Il F. comunque dovette resistere alle pressioni di quest'ultimo per una dichiarazione apertamente filofrancese e, nell'aprile 1647, all'offerta avanzata dall'ambasciatore B. Du Plessis-Besançon di una pensione di 20.000 scudi in cambio di una devozione certa al primo ministro francese. La delicatezza di una fase che vedeva la spedizione navale contro lo Stato dei presidi e l'ipotesi di un'occupazione di Orbetello e Portolongone come chiara ripresa della volontà mazzariniana di creare una diversione italiana alla guerra, allo scopo di complicare ed aggravare ulteriormente gli oneri della crisi militare e politica della Spagna, gettarono spesso il F. in uno stato d'animo colmo d'incertezze che finì per paralizzare ogni iniziativa.
Indaffarato in cose più grandi di lui, controllato dal Gaufrido che segretamente intavolava accordi, il F. concesse il permesso di transito alle truppe francesi provenienti dal Piemonte, senza però pronunciarsi esplicitamente a favore del Mazzarino. Si recò a Castro per sovrintendere e provvedere alla meglio alle fortificazioni e per preparare il presidio ad eventuali aggressioni di truppe straniere. Rimase spesso inascoltato e venne ritenuto un interlocutore precario per via di una salute minata da un male ignoto ma in evidente e rapida progressione. Il F., in una corte che dava sempre più segni di una inarrestabile decadenza, poteva contare nel 1647 su un'entrata annua di 22.392 ducatini. Morì a Parma il 12 luglio 1647 "all'ora prima di notte" non ancora ventottenne, con il desiderio, esaudito, di una sepoltura in forma privata nella tomba di famiglia del convento parmense dei cappuccini.

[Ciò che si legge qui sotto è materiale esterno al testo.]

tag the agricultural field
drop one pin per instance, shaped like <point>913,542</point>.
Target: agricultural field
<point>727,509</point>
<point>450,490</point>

Fonti e Bibl.: Archivio di Stato di Parma, Casa e corte Farnesiana, s. 2, b. 29, fasc. 9; Mémoires de Du Plessis-Besançon, a cura di C. P. M. Horric de Beaucaire, Paris 1892, pp. 240, 242, 246, 251-255, 263; F. Testi, Lettere, a cura di M. L. Doglio, Bari 1967, I, p. 486; II, pp. 202, 218, 333, 752; III, pp. 368, 397; Gride e bandi del Seicento a Piacenza, a cura di D. Zancani, Piacenza 1985, p. 53; G. Carabelli, Dei Farnesi e del ducato di Castro e Ronciglione, Firenze 1865, pp. 138, 147, 163; G. Capasso, Il collegio dei nobili di Parma, Parma 1901, pp. 32, 36; F. de Navenne, Rome et le palais Farnèse pendant les trois derniers siècles, I, Paris 1923, pp. 178 ss.; G. Drei, I Farnese. Grandezza edecadenza di una dinastia italiana, Roma 1954, pp. 207, 213, 218; L. von Pastor, Storia dei papi, XIV, 1, Roma 1961, pp. 143, 160; G. Moroni, Diz. di erud. storico-eccl., XXIII, p. 214; LI, p. 230; P. Gauchat, Hierarchia catholica..., IV, Monasterii 1935, p. 28; Dict. d'hist. et de géogr. eccl., XVI, coll. 617 s.